Par Patrick Rey (chroniqueur exclusif) – Consultant, Délégué Régional du Groupe ITG
Quelle que soit la motivation de départ, j'observe chez les créateurs d'activité solo le besoin, l'envie ou la disposition naturelle à travailler avec d'autres personnes, à ne pas être solitaire. Solo ne veut pas dire isolé. Solo traduit simplement une unité économique élémentaire, pour démarrer son activité simplement. Comme d'habitude, je parle de prestations intellectuelles, pas d'activités commerciales ou de production de biens.
Pourquoi ce besoin de développer son activité, sans rester isolé ? D'abord, une question de décollage : peu de professionnels réussissent à lancer leur activité sans des échanges avec d'autres personnes. Qu'il s'agisse de tester leur idée, de cibler leur marché, de finaliser leur offre de service, tous les échanges avec des amis, des anciens collègues, des contacts réseau et autres prescripteurs ou clients potentiels, amènent un retour plus que salutaire. Ensuite, c'est une question de survie : comment fonctionner sans échange avec ces mêmes interlocuteurs ? Comment maintenir ou développer son savoir-faire, sans se confronter aux autres, sans participer à des formations, des partages de pratiques entre pairs ?

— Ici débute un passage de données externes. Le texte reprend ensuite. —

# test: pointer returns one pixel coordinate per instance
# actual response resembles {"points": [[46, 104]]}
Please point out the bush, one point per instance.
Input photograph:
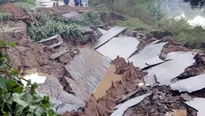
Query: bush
{"points": [[15, 98], [185, 34]]}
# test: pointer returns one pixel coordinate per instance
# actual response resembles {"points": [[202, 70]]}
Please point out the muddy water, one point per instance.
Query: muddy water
{"points": [[106, 82]]}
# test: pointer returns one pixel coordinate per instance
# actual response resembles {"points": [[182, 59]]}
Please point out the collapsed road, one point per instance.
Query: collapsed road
{"points": [[120, 74]]}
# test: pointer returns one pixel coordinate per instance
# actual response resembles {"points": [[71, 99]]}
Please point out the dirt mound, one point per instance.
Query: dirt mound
{"points": [[12, 10], [27, 57], [160, 103], [62, 9], [131, 76]]}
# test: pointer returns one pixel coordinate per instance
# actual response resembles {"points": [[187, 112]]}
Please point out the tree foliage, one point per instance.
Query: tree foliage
{"points": [[196, 3], [17, 99]]}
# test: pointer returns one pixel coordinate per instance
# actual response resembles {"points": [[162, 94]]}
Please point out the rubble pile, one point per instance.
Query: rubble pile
{"points": [[119, 74]]}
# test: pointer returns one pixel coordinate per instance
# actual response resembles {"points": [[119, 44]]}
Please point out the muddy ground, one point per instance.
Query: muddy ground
{"points": [[29, 55]]}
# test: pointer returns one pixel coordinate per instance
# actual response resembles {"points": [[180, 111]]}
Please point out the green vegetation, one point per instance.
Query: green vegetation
{"points": [[3, 15], [17, 99], [25, 4], [147, 14], [185, 34], [69, 28]]}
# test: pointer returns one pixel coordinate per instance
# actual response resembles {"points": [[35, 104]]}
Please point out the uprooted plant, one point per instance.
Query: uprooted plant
{"points": [[16, 99]]}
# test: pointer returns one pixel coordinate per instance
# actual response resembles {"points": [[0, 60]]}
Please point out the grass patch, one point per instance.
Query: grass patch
{"points": [[185, 34]]}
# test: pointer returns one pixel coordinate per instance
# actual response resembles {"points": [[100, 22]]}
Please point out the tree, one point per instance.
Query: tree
{"points": [[196, 3]]}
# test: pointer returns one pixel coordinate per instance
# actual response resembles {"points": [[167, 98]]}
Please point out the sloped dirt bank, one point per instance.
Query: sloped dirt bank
{"points": [[11, 10], [131, 76], [61, 9]]}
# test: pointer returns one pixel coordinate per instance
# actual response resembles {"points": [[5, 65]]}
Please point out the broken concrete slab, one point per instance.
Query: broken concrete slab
{"points": [[121, 108], [198, 104], [92, 66], [102, 31], [58, 54], [71, 15], [165, 72], [190, 85], [53, 41], [63, 101], [157, 60], [121, 46], [150, 51], [109, 35], [107, 81]]}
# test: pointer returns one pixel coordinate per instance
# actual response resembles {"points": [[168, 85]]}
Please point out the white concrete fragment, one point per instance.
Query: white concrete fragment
{"points": [[102, 31], [35, 78], [167, 71], [108, 36], [121, 108], [198, 104], [190, 85], [121, 46], [150, 51]]}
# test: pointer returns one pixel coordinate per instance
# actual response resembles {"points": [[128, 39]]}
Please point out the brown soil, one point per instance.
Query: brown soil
{"points": [[62, 9], [27, 57], [12, 10], [105, 105], [159, 103]]}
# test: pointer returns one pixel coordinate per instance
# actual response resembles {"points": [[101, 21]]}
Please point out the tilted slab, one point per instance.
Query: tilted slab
{"points": [[121, 46], [198, 104], [63, 101], [190, 84], [165, 72], [150, 51], [87, 69], [107, 36]]}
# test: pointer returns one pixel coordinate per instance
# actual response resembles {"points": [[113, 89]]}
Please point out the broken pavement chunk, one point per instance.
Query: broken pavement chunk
{"points": [[165, 72], [151, 50], [121, 46], [63, 101], [107, 36], [53, 41], [198, 104], [87, 69], [58, 54], [190, 84], [102, 31], [121, 108], [107, 81]]}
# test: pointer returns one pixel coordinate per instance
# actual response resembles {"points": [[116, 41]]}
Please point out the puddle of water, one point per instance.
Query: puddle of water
{"points": [[106, 82]]}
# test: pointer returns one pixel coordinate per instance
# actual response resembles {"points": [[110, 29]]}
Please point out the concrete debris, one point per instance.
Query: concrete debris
{"points": [[72, 15], [124, 106], [63, 101], [52, 42], [190, 84], [93, 67], [150, 51], [58, 54], [102, 31], [165, 72], [34, 78], [157, 60], [198, 104], [107, 81], [123, 47], [108, 36], [177, 113]]}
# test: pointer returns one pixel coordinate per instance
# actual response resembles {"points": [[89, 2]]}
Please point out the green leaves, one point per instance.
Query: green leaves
{"points": [[15, 99]]}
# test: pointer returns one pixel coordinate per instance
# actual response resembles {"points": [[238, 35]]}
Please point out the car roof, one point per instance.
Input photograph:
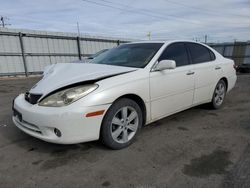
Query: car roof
{"points": [[164, 42]]}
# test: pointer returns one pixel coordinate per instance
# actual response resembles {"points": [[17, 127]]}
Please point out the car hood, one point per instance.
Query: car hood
{"points": [[63, 74]]}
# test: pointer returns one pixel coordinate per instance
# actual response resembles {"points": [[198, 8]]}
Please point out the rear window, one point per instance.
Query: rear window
{"points": [[176, 52], [200, 53]]}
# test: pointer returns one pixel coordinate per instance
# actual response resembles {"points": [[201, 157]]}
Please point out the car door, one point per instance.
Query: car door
{"points": [[172, 90], [207, 71]]}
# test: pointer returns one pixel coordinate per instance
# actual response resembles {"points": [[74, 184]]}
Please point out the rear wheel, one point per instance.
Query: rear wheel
{"points": [[121, 124], [219, 95]]}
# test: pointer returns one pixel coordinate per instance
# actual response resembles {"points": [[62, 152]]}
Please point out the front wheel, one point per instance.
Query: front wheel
{"points": [[219, 95], [121, 124]]}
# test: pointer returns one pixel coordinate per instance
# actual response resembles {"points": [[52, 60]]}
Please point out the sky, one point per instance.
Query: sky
{"points": [[220, 21]]}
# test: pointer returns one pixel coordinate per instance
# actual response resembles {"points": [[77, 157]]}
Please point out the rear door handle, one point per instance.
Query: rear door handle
{"points": [[190, 73], [217, 68]]}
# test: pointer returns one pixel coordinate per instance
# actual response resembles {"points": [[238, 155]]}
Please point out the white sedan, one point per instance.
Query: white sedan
{"points": [[111, 97]]}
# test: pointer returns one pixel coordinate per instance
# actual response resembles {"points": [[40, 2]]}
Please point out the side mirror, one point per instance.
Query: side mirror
{"points": [[165, 64]]}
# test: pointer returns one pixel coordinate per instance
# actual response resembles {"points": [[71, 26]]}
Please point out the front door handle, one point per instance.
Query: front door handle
{"points": [[190, 73], [217, 68]]}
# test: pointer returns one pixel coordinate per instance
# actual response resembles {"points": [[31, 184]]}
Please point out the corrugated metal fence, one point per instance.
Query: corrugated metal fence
{"points": [[28, 52], [238, 51], [25, 52]]}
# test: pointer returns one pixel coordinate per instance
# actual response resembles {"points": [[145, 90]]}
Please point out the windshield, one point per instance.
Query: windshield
{"points": [[129, 55]]}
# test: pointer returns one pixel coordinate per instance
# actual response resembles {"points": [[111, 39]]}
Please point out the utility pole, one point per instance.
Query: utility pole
{"points": [[149, 35], [3, 21], [78, 29], [205, 39]]}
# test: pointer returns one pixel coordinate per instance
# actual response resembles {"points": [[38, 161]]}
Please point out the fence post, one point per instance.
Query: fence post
{"points": [[79, 47], [23, 53]]}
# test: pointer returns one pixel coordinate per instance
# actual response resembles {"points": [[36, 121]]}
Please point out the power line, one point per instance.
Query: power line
{"points": [[148, 13], [3, 21], [203, 9], [180, 4]]}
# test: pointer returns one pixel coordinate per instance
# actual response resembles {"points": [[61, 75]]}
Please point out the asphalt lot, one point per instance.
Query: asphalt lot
{"points": [[195, 148]]}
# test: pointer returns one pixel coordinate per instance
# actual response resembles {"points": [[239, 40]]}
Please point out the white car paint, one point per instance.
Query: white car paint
{"points": [[163, 93]]}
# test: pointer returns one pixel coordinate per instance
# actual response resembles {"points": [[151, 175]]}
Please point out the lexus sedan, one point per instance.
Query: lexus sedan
{"points": [[119, 91]]}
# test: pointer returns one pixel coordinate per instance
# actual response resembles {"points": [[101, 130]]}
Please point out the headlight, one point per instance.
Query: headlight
{"points": [[67, 96]]}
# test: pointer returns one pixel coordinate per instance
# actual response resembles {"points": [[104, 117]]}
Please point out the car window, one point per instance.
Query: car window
{"points": [[176, 52], [199, 53], [129, 55]]}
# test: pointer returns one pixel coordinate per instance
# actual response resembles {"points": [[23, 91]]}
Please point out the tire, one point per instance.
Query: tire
{"points": [[219, 95], [121, 124]]}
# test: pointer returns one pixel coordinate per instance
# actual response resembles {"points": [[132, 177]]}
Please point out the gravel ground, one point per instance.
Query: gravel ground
{"points": [[195, 148]]}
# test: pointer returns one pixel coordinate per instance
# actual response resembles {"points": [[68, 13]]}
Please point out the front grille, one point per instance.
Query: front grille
{"points": [[32, 98]]}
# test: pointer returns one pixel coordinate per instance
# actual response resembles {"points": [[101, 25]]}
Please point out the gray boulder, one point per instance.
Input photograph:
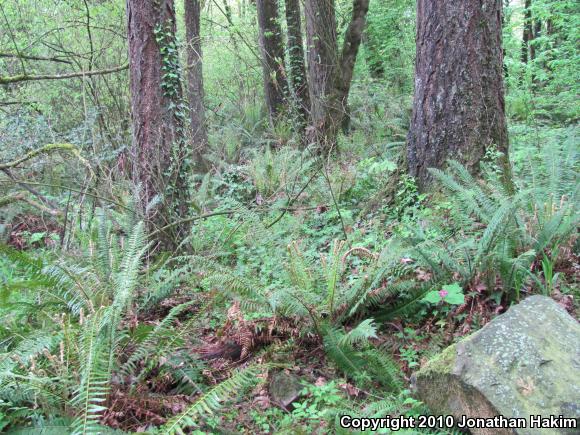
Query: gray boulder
{"points": [[524, 363], [284, 388]]}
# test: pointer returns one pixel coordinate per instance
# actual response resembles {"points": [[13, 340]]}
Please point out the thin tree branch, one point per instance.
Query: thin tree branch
{"points": [[27, 78], [30, 57]]}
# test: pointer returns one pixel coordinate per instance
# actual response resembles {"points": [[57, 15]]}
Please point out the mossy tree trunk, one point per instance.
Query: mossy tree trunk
{"points": [[458, 109], [298, 79], [272, 48], [195, 82], [330, 72], [158, 155]]}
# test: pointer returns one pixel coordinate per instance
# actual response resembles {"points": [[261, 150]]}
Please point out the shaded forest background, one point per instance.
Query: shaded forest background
{"points": [[202, 199]]}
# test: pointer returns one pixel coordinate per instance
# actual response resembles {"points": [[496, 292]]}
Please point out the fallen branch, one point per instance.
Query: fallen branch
{"points": [[46, 149], [27, 78], [29, 57], [23, 196]]}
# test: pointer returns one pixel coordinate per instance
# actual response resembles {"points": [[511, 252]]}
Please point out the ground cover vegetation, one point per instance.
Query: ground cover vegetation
{"points": [[199, 197]]}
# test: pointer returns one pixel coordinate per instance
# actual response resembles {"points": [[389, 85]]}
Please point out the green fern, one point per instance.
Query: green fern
{"points": [[213, 400]]}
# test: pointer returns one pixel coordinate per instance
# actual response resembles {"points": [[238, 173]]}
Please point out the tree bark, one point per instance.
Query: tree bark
{"points": [[330, 74], [528, 33], [195, 82], [157, 123], [322, 55], [272, 48], [458, 109], [298, 78]]}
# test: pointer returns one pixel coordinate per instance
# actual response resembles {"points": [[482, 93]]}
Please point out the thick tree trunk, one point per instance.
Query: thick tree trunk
{"points": [[322, 54], [330, 74], [296, 62], [272, 48], [195, 82], [156, 122], [458, 110]]}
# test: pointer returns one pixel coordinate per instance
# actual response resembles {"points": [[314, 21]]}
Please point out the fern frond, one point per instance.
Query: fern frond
{"points": [[364, 331], [213, 400], [151, 344]]}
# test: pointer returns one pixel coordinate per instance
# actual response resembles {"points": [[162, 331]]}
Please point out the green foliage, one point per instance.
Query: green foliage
{"points": [[213, 400], [451, 294], [515, 229]]}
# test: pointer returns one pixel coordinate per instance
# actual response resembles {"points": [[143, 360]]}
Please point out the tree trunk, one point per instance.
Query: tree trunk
{"points": [[296, 62], [330, 75], [157, 122], [272, 48], [195, 82], [322, 54], [458, 109], [528, 32]]}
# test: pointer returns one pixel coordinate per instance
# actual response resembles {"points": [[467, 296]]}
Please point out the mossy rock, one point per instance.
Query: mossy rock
{"points": [[524, 362]]}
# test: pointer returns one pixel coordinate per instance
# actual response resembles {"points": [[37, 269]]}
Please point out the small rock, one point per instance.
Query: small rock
{"points": [[284, 388]]}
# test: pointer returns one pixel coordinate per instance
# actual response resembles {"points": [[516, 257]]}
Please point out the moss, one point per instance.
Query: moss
{"points": [[441, 363]]}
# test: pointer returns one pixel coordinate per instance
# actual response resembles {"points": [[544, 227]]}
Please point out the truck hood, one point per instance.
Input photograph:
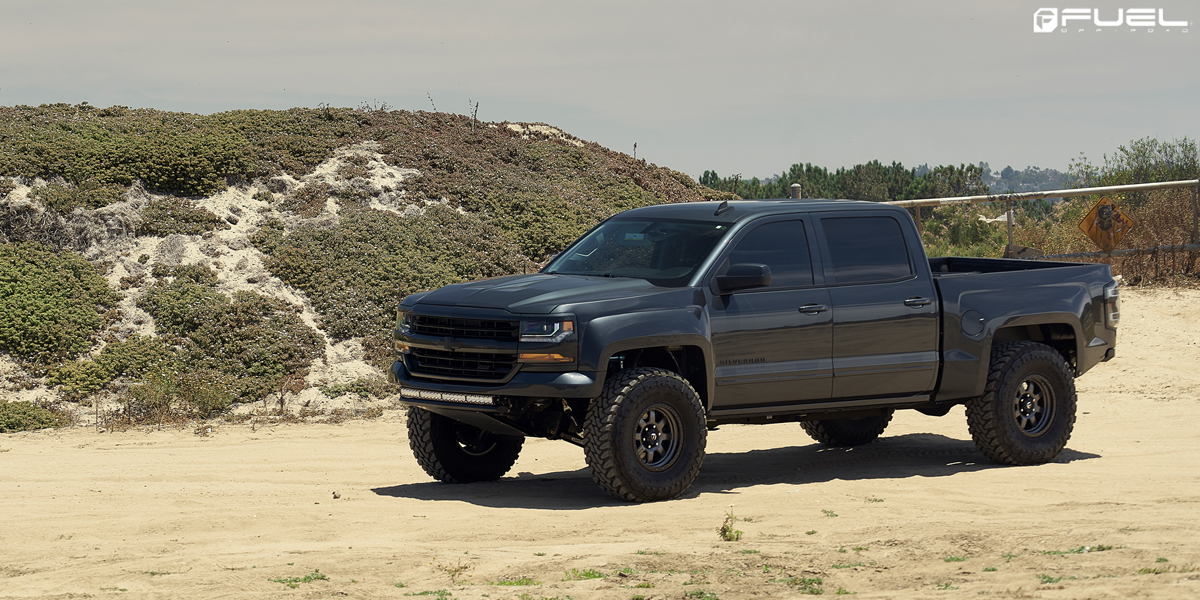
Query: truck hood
{"points": [[537, 293]]}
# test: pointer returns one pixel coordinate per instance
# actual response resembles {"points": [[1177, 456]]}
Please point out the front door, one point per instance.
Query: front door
{"points": [[772, 345], [885, 309]]}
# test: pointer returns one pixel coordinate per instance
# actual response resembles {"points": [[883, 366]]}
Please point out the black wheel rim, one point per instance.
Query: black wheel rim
{"points": [[657, 437], [1033, 405], [474, 442]]}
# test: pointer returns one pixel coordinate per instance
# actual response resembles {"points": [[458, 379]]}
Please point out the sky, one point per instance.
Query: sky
{"points": [[736, 87]]}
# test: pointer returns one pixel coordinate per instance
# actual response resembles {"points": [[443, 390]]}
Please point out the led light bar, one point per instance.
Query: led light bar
{"points": [[447, 396]]}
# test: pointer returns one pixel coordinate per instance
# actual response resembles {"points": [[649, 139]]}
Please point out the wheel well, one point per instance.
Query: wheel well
{"points": [[1059, 336], [685, 360]]}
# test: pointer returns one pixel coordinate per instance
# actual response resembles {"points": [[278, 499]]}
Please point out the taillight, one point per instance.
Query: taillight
{"points": [[1111, 305]]}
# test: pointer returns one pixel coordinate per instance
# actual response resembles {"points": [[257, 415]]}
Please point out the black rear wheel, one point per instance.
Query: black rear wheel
{"points": [[1027, 411], [457, 453]]}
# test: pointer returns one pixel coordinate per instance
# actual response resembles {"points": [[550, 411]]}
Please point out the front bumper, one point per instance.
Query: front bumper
{"points": [[573, 384]]}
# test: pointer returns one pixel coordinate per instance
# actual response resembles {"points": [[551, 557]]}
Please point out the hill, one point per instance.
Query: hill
{"points": [[259, 253]]}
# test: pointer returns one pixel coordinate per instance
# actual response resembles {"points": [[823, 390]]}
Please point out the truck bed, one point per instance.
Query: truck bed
{"points": [[943, 267]]}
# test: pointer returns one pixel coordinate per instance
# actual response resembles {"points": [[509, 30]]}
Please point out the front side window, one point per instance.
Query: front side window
{"points": [[663, 252], [867, 250], [783, 246]]}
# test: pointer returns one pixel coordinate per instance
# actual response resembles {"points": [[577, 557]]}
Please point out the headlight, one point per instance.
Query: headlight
{"points": [[551, 331]]}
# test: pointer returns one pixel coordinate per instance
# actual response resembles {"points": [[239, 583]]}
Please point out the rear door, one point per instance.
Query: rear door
{"points": [[885, 306], [772, 345]]}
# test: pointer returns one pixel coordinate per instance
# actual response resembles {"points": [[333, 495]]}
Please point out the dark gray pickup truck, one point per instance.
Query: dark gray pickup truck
{"points": [[665, 322]]}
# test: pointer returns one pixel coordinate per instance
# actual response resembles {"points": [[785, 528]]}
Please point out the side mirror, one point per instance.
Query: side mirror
{"points": [[743, 276]]}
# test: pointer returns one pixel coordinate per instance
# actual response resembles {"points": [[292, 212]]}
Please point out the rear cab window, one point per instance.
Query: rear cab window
{"points": [[867, 250]]}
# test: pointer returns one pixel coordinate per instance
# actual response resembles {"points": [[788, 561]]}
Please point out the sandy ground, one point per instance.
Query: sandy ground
{"points": [[918, 514]]}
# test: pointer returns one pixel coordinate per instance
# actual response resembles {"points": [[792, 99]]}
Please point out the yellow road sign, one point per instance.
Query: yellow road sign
{"points": [[1105, 225]]}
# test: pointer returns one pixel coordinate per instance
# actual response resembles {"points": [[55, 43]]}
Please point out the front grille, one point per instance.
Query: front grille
{"points": [[467, 329], [474, 365]]}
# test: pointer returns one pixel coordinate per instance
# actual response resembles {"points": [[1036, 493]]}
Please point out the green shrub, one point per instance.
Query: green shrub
{"points": [[255, 339], [307, 201], [52, 304], [171, 215], [171, 151], [179, 395], [136, 357], [64, 198], [361, 388], [355, 271], [180, 306], [27, 415]]}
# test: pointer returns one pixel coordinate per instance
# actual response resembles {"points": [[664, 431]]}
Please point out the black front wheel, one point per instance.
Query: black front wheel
{"points": [[645, 436], [1027, 411], [456, 453]]}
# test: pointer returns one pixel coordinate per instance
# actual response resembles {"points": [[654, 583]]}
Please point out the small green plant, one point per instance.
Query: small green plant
{"points": [[65, 198], [22, 415], [726, 532], [294, 582], [171, 215], [516, 581], [586, 574], [810, 586], [1079, 550]]}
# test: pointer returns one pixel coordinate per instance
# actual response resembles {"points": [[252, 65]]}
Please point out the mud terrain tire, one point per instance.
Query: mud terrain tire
{"points": [[456, 453], [1027, 411], [645, 436]]}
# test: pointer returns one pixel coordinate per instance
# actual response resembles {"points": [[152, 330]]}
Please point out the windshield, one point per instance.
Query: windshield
{"points": [[663, 252]]}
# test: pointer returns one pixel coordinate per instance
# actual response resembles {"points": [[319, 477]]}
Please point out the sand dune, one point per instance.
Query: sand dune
{"points": [[919, 514]]}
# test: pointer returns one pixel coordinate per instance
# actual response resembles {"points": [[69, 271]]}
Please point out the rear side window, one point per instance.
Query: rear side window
{"points": [[784, 247], [867, 250]]}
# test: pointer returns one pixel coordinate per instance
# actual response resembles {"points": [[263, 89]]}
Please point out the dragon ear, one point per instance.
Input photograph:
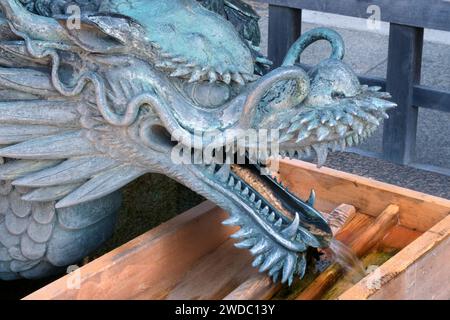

Une bonne partie des solos me parle aussi d'une envie de socialiser, de retrouver les échanges de l'entreprise — pour ceux qui en viennent —, c'est-à-dire un minimum de relations interpersonnelles. On peut déclencher ou prolonger des relations, poser des questions ou obtenir des réponses via un réseau virtuel (Viadeo ou autre). On peut faire la même chose dans la vie réelle — en mieux le plus souvent — avec nos contacts bien vivants, et avec nos défauts bien humains. Pour certains, on est plus proche du besoin de reconnaissance, pour d'autres du besoin d'amour, un des nos moteurs les plus puissants, peut-être le principal, voire le seul !
Et puis, il y a également une envie de progresser, d'apprendre, d'élargir son champ d'action, son offre de service ou sa base client. C'est ici que le travail du réseau se révèle indispensable. Sans action répétée, régulière dans toute la mesure du possible, sans apport à son réseau, le créateur d'activité solo assèche très vite les sources d'information très utiles pour rebondir, anticiper les périodes creuses, communiquer indirectement, y compris avec ses confrères.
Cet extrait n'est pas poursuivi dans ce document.